Synthetic is better than normal, but a snow blower is probably the item that benefits least from it. Unless it's the same price, synthetic is better put in your lawn mower since you use it every weekend in Spring, Summer, and Fall, or your car that you use everyday. In the meantime my snow blower (which is a Honda) is getting whatever is on sale if the old snow blowers can last 30+ years on crap oil, the new will run 40+ years on today's great oil. There's just no comparison of how good today's oil is compared to yesterdays, there's not as much benefit with Synthetic as there used to be... and the benefits of Synthetic in cars being mentioned don't apply to a snow blower. The newer cars have new technology, performance, and tolerances so tight that they were exceeding the oil specifications... that's why new specifications of oil had to be developed and distributed to meet today's high-performing cars and fortunately the high performing oil is what's going in our snow blower even though snow blower engines aren't high performance. Synthetic meets the needs of todays high-performance engines, and most oils do as well but doesn't apply to a snow blower. Anyone will be fine using regular oil in their snow blowers, I'm getting what's on sale.

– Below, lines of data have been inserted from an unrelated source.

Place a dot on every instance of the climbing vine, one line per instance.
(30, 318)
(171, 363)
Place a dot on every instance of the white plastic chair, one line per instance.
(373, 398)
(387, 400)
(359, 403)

I do recommend synthetic after the first oil change, possibly the second. From there, it's up to the individual I personally get what's on sale after that.


----------



## detdrbuzzard

well piedmont i would have to agree with you. my toro 826 ai a '79 model and others on the forum have even older machines. even if they use synth oil it wasn't avalable when these machines were new and those machines lasted all those years using conventional oil


----------



## nt40lanman

Synthetics don't flow any better in the cold than conventional oils. That's the point of viscosity. A 10w-30 should have a 10w-30 viscosity whether it's conventional, synthetic, or blended. If it flows better, it's not a 10W-30. The upside of synthetics is they handle heat much better. Great in turbo cars and engines that break down an oil but snowblowers? Nah....


----------



## TheHolyCannoli

Mal said:


> Who blows snow at 30+ degrees? If it's not cold enough to snow, it's not cold enough to blow.


The last storm ended overnight. It was 35degrees when the sun came up next morning. I've had plenty of mornings or early afternoons that approached 40degrees with 6+inches still on the ground.



Mal said:


> Sure, you might have a warm front blow through the next day, but _5-30 should be fine_ with ambient temps 80+ without an issue.


...not trying to be an @$$, but explain to me why the engine manual clearly shows the upper cut-off point for 5w-30 to be about 30F. Furthermore, 10w-30, not 5w-30, is recommended for general use. (see below)


----------



## GustoGuy

nt40lanman said:


> Synthetics don't flow any better in the cold than conventional oils. That's the point of viscosity. A 10w-30 should have a 10w-30 viscosity whether it's conventional, synthetic, or blended. If it flows better, it's not a 10W-30. The upside of synthetics is they handle heat much better. Great in turbo cars and engines that break down an oil but snowblowers? Nah....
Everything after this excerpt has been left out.